Cannabis, Ganja and Bhang in India: What the Kerala High Court Has Now Made Crystal Clear

1. Why there is so much confusion about cannabis law in India

Socially and culturally, cannabis has been part of India for centuries. At the same time, the Narcotic Drugs and Psychotropic Substances Act, 1985 (NDPS Act) is one of the strictest anti-drug laws in the world.

This creates three very common doubts:

  1. If bhang is openly sold, how is cannabis “banned”?
  2. Is it really illegal to grow just a few plants at home, even in pots on the terrace?
  3. Do small, non-flowering plants count as “ganja” or “cannabis plants” under NDPS?

A recent judgment of the Kerala High Court in Jatin v. State of Kerala, 2025:KER:83177 (Crl. M.C. No. 8469 of 2025) directly answers these questions and settles several grey areas in favour of a strict interpretation against cultivation.

This post brings together the statutory scheme and the latest case law to explain the current legal status of cannabis in India, especially after Jatin.

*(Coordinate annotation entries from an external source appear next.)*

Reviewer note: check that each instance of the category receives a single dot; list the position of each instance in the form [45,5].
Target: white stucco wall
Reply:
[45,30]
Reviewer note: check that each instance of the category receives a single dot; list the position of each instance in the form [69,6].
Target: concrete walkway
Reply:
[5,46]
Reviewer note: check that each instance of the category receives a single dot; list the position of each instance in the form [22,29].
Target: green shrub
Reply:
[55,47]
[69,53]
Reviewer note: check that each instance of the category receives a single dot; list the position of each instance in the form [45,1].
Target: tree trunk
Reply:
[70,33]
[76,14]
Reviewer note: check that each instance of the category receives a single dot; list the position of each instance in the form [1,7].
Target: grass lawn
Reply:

2. Statutory framework: how the NDPS Act classifies cannabis

2.1 Key definitions – Section 2 NDPS Act

Under Section 2(iii), “cannabis (hemp)” is defined to cover three things:

  1. Charas – separated resin from the cannabis plant, including hashish oil.
  2. Ganjaonly the flowering or fruiting tops of the cannabis plant, excluding seeds and leaves when not accompanied by the tops.
  3. Any mixture of the above forms or any drink prepared from them.

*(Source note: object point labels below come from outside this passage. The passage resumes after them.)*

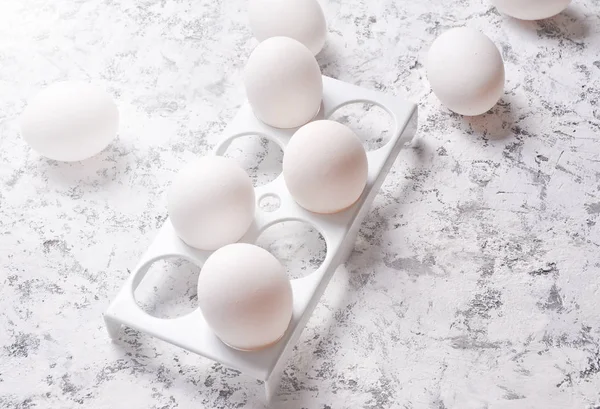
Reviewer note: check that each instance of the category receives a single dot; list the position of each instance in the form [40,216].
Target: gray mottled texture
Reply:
[475,282]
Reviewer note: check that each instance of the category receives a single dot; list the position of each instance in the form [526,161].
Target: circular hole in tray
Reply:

Separately, Section 2(iv) defines “cannabis plant” as any plant of the genus Cannabis. There is no requirement in this definition that the plant must have flowers or fruits.

This distinction – between “ganja” (flowering tops) and the broader category “cannabis plant” – becomes crucial in Jatin.

2.2 Core prohibitions – Section 8 NDPS Act

Section 8(b) NDPS lays down a clear prohibition:

No person shall cultivate the opium poppy or any cannabis plant…

So even before we look at quantities and punishment, the act of cultivation itself is banned, unless permitted for specific purposes.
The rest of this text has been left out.